Ian Clatworthy wrote:
> On 15/04/10 06:10, John Arbash Meinel wrote:
> 
>> The better, the cache can be shared between all branches. So switching
>> from emacs/trunk to emacs/feature1 to emacs/feature2 will be avoid the
>> 'fresh-start w/ on disk cache' performance, and even better always
>> avoids the 'fresh start no-disk cache' performance. So once you've done
>> the 30s import. Your worst-case time becomes closer to 700ms, (440+188)
>> rather than 13000ms when a new feature branch is browsed.
> 
> That's certainly a major improvement over the per-branch architecture of
> my historycache plugin. I'm curious though about how stacked branches
> play in with this? Can you chain the caches so that the cache for a
> stacked branch gets deleted if and when a stacked branch is deleted?
> 

So I just have 1 cache. Shared by all branches you want to put in it.
Without chaining. I haven't really worked out how to clean data out of
the cache. Certainly it is possible, but I don't see it being a big deal.

Right now, the cache is a local-only thing, based purely on the revision
graph. The location of the cache is a branch config, but I would expect
people to either set it up as a global, or possibly per repo, etc.

>> So now I'm trying to figure out if I should go back to at least an
>> in-memory cache, and populate it from the data I query via bzrlib apis,
>> or whether I should just mandate that bzr-history-db is available.
>> If I do the latter, then I may as well change the Loggerhead code to
>> query the database directly, and only use stuff like
>> Branch.last_revision()...
>>
>> Some minor guidance would be appreciated.
> 
> In terms of performance tuning, I think you ought to assume that
> history-db or equivalent is deployed. In terms of dependencies though,
> you should assume it's *not* there. In other words, please go via
> bzrlib, even if you need to introduce new Branch and Repository APIs, to
> access data.

The main problem is that we instantiate a new Branch instance *per
request*. Which means that any caching I assume to happen on or under
Branch won't persist between HTTP requests.

So far, I've just gone via the bzrlib apis you added recently
(dotted_revno_to_revision_id, iter_merge_sorted_revisions, etc.) I
haven't quite worked out if they are enough. But the *big* issue is that
you have 0 caching between requests.

A Branch caches the iter_merge_sorted result as long as you hold a read
lock. However, Branches do not share that cache.
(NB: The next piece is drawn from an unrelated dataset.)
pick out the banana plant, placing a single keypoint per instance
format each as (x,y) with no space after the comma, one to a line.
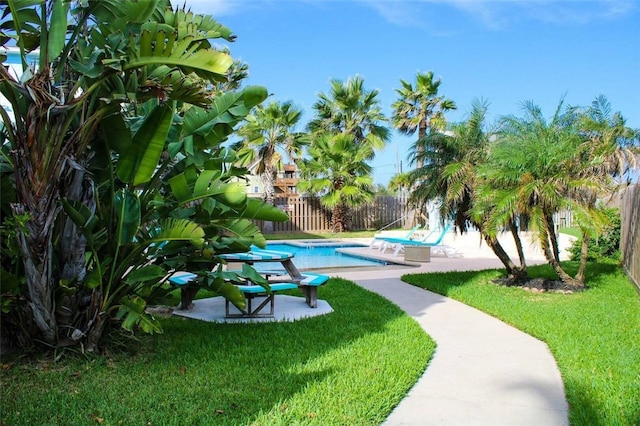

loggerhead is in a bit of a pickle, trying to stay stateless and yet
handle cache state... I don't have a great answer here.

> 
> Why do I say that? I suspect 90% of projects on any hosting site are
> small to medium in size. They *may* benefit from history-db but
> Loggerhead ought to perform fine for those branches without it. By
> sticking with bzrlib APIs, we can selectively enable history-db only on
> large projects, at least until a descendant of it makes it into the core.

What are you defining as 'medium'? Bzr itself is now 30k revisions and
1k files.

If I stick with Branch apis, it is 1-2s to load the revision graph, as
overhead to pretty much every query. Unless we do something to try to
cache Branch objects (with the fairly major downside that Branch isn't
particularly threadsafe.)

Also note that in loggerhead trunk, viewing the 'trunk' branch of emacs
(when cached) takes say 700ms, but consumes 120MB of RAM. My history-db
branch can do the work in say 450ms, and consume only 30MB of RAM.
(Note, viewing 2 emacs branches only goes up to ~140MB, as a lot of the
StaticTuples get to be shared between them [I think].)

> 
> On a semi-related topic, I'm hoping to do a review of Loggerhead's UI
> soon and look at what we can take out to get closer to O(1) performance.
> For example, I don't think that we need to render the revno column in
> the Files view. (I'm planning to introduce one or more configuration
> settings that will control whether that data is displayed or not.)
> 
> Ian C.

A link is pretty cheap (via revision-id). I don't think it is great for
display.

The main display is also fairly cheap (it only shows the mainline, and
links to merged revs). As such if we just got rid of dotted revnos, we
could have everything be O(1) without any caching.

Oh, and "merged_into" links would have to be sorted out. (They walk
children pointers, which we don't have cheaply.)

John
=:->

-----BEGIN PGP SIGNATURE-----
Version: GnuPG v1.4.9 (Cygwin)
Comment: Using GnuPG with Mozilla - http://enigmail.mozdev.org/

iEYEARECAAYFAkvGcdgACgkQJdeBCYSNAAMLWACeJ0z+g7QdtrU6FCTyiLXQGF4y
8OUAoKGft6iHBT274Tni5ot+3BUqyRHX
=FR07
-----END PGP SIGNATURE-----